The Route Aware project used a touchtable in participatory research for exploring the spatial patterns of people’s recreational behaviour. It enabled the capture of people’s knowledge and experiences of walking routes. The principal scientific output from the project was a refereed paper on exploring landscape engagement through a participatory touchtable approach, by Conniff et al. (2017). The project expanded the Institute’s capabilities in the use of visual methods for the study of contested spaces, and enhanced interdisciplinary working through greater connectivity between researchers, and between researchers, the public and stakeholders.
Testing and evaluating the use of the touchtable with stakeholder and public participants enabled the development of its operational use in a number of other research areas including a project on the contested land issue of grazing on common land and an SSSI. In this project, the use of the touchtable enriched and enhanced communications between stakeholders on The research process connected public bodies (e.g. Crofting Commission, Scottish Natural Heritage, Scottish Government Rural Payments Division), private sector (crofters, NFUS), advisors (SAC Consulting), and NGOs (European Forum on Natural Conservation and Pastoralism), to share different perspectives of the challenges faced by each party.

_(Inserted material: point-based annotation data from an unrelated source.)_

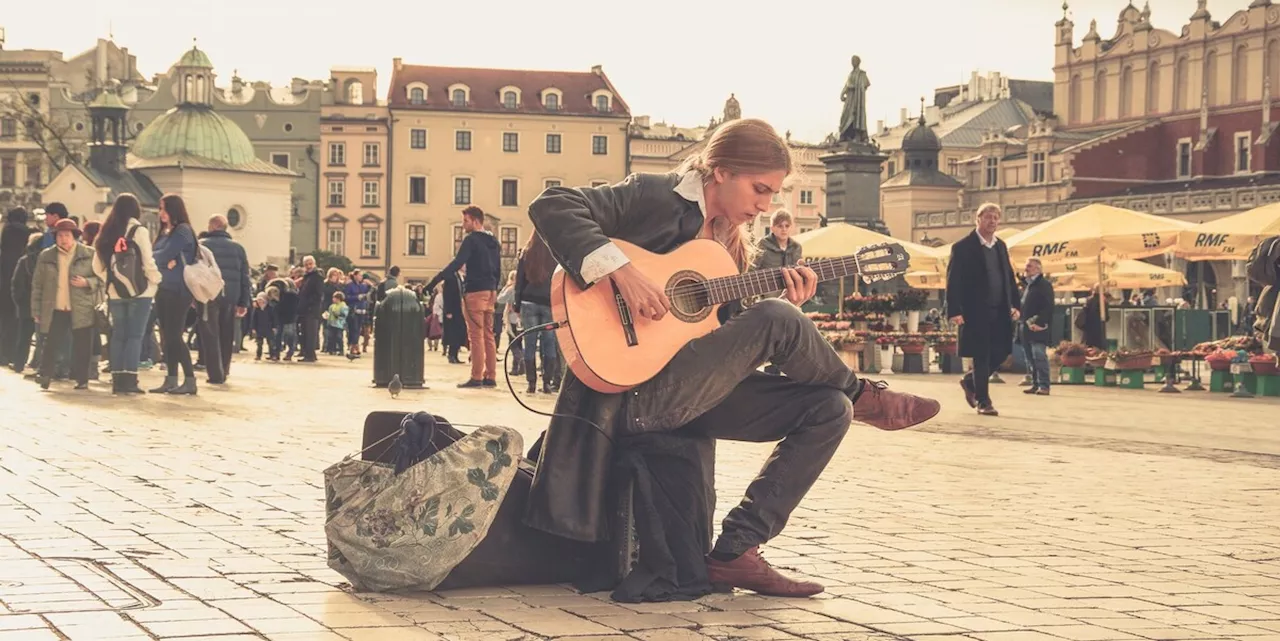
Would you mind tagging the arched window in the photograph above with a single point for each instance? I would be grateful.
(1153, 87)
(1125, 91)
(1100, 96)
(1075, 100)
(1182, 85)
(1240, 81)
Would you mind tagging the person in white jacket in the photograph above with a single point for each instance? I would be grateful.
(128, 303)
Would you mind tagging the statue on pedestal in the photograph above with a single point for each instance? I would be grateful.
(853, 119)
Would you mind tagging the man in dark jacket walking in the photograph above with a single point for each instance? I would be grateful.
(982, 300)
(1033, 329)
(13, 246)
(481, 255)
(218, 320)
(310, 307)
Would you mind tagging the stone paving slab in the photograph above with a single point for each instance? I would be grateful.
(1093, 514)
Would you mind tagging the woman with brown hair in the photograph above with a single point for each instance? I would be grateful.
(712, 387)
(123, 241)
(534, 301)
(174, 250)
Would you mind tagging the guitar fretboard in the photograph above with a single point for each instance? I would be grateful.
(763, 282)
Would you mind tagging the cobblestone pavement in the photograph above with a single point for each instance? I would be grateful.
(1092, 514)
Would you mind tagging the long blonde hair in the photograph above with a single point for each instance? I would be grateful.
(743, 146)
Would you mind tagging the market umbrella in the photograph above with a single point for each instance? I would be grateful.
(1232, 237)
(1096, 232)
(1123, 274)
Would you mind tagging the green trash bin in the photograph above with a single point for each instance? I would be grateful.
(400, 333)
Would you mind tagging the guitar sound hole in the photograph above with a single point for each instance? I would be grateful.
(689, 297)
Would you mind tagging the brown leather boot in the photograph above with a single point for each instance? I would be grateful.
(887, 410)
(752, 572)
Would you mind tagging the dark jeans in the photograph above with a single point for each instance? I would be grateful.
(986, 362)
(172, 314)
(712, 387)
(80, 348)
(216, 328)
(310, 335)
(1037, 364)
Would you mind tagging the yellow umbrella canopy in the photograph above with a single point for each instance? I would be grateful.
(842, 239)
(1232, 237)
(1123, 274)
(1093, 232)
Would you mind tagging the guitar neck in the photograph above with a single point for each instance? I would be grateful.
(764, 282)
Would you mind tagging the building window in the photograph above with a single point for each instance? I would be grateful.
(417, 189)
(337, 239)
(1184, 158)
(417, 239)
(1243, 155)
(462, 191)
(510, 192)
(1038, 168)
(508, 237)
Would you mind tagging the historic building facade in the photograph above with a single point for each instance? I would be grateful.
(355, 161)
(494, 138)
(658, 147)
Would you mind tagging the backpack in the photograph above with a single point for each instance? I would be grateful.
(204, 279)
(127, 274)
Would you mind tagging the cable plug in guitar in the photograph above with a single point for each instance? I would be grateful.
(506, 356)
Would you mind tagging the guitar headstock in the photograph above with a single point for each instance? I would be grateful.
(883, 261)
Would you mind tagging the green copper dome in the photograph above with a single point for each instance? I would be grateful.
(195, 131)
(195, 58)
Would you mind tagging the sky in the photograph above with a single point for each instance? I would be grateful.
(675, 60)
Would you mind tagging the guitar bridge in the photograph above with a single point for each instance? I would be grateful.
(629, 326)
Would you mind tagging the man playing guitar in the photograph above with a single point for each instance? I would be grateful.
(712, 384)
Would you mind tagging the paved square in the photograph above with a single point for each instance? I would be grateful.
(1092, 514)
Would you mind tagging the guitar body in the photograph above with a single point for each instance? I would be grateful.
(611, 356)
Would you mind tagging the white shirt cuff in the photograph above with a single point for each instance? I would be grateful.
(603, 261)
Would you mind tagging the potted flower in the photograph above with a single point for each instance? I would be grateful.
(1072, 355)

Overall, the project increased staff understanding of how to use a touchtable as an effective research tool. It has built Institute capacity through the development of the technical and personal skills of individual staff as well as bringing together a combination of staff who had not worked with each other previously and has helped leverage additional research funding.
An important element arising from the project was the evolution of an Institute approach to ensuring research using visual methods complies with the best standards of research ethics.